Galya dilinde yeni anlamına gelen noio ve güneş anlamına gelen hel kelimelerinin birleşmesiyle yeni güneş anlamına gelen Noel kelimesi latin dillerinde doğum günü anlamına gelen natalis dies’in evrilmesiyle ortaya çıkmıştır. Roma döneminde ise halk mutlu oldukları bir olay karşısında veya bir doğum gününde Noel! diye bağırarak tezahürat ettikleri bilinmektedir. İngilizceye baktığımız da Christ's mass yani Mesih’in ayini anlamına gelen Christmass kelimesinin kullanıldığını görmekteyiz.

 

Nardugan ve Ağaç Süsleme Geleneği

Her şeyden önce Türkiye’de noelin değil yılbaşı kutlandığını söylemekte fayda var. Ayrıca ağaçları da noel için değil yılbaşı için süslüyoruz; zaten ağaç süsleme geleneği Türklerde yüzyıllardır var olan bir gelenek. Arama motorlarındaki yılbaşı ağacı = noel ağacı sonuçları ise ikisinin arka arkaya kutlanmasıyla alakalı bir kavram karmaşasıdır.

Türk kültüründe artık çok fazla bilinmeyen ve ne yazık ki kutlanmayan “Nardugan” isimli bir bayram bulunmaktadır, Moğol dilinde Nar (Güneş) ve Türkçedeki Tugan (Doğan) kelimelerinin birleşmesiyle oluşmuştur. En uzun gece olan 21 aralıktan sonra geceler kısalmaya, gündüzler uzamaya başlar ve böylece yeni yılın ilk gününde yani 22 aralıkta Nardugan kutlanırdı.

Aynı yılbaşında olduğu gibi Nardugan kutlamalarında da herkes toplanır, yenilir içilir, eğlenilir ve en önemlisi de ağaç süslenirdi. Akçam ağacı kışın dahi yeşil kalması ve yapraklarını dökmemesi sebebiyle “hayat ağacı” olarak adlandırılmıştır. Muazzez İlmiye Çığ’a göre ise; akçam eski Türklerde dünyanın merkezindeki başka hiçbir yerde yetişmeyen (sadece Orta Asya’da yetişen) kutsal yaşam ağacıdır. Bu ağacın Sümerlerde de olduğu biliniyor.
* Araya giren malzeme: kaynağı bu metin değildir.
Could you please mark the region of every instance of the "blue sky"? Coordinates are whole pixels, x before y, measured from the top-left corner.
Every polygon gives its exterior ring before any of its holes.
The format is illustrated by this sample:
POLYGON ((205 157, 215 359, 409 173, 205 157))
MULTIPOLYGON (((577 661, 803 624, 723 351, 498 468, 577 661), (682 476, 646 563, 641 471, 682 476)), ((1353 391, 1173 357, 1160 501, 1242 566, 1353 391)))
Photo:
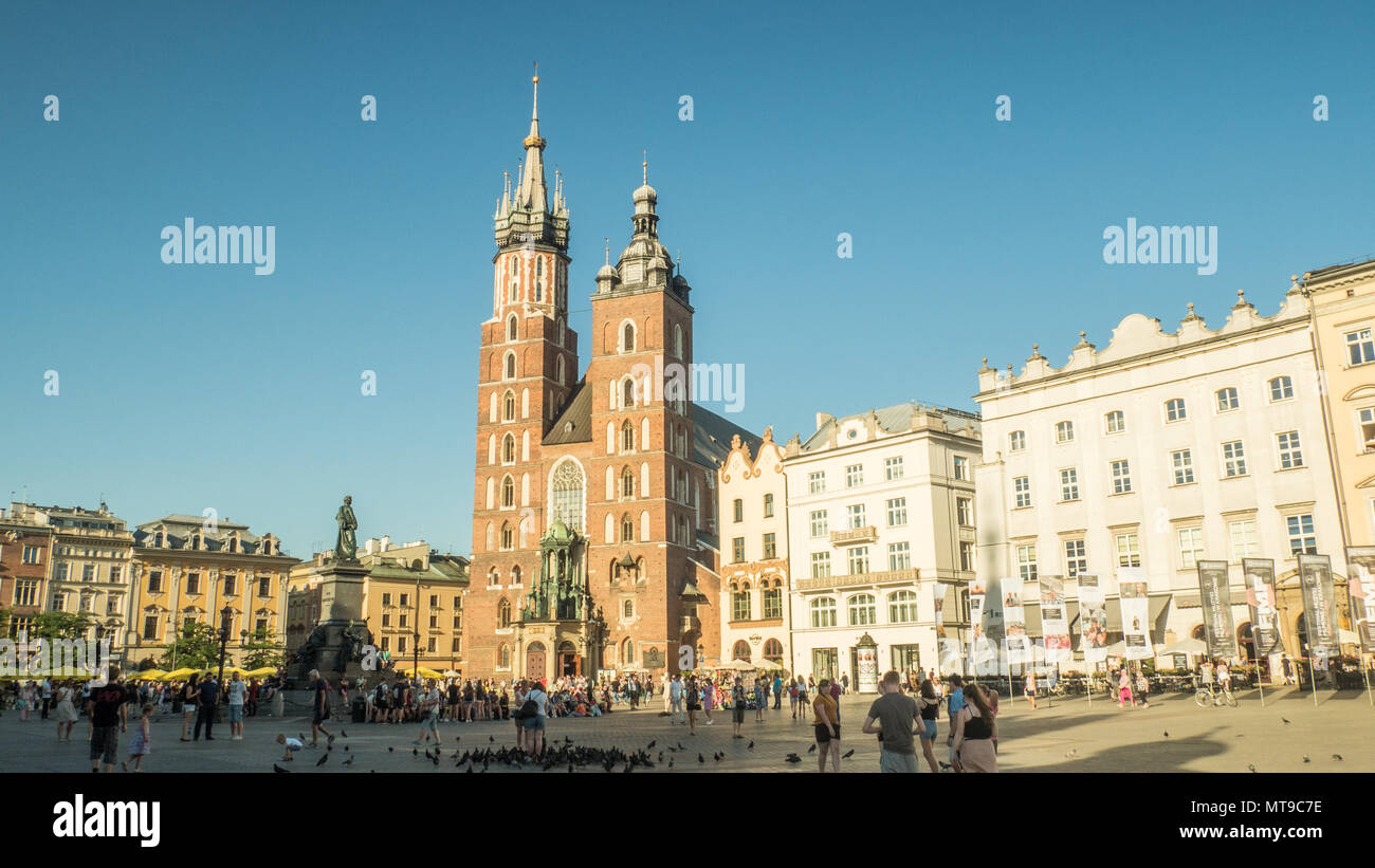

Ölümsüzlük sembolü olan Akçam ağaçları (halı kilim motiflerinde de çokça görülür) çeşitli şekillerde süslenirdi. Daha sonra ağacın altına hediyeler konur, o yıl için dilekler dilenir, büyük küçük herkes bir araya gelir, yiyip içerek hoşça vakit geçirirdi. Bu kutlamaların uğur getirdiğine inanılırdı.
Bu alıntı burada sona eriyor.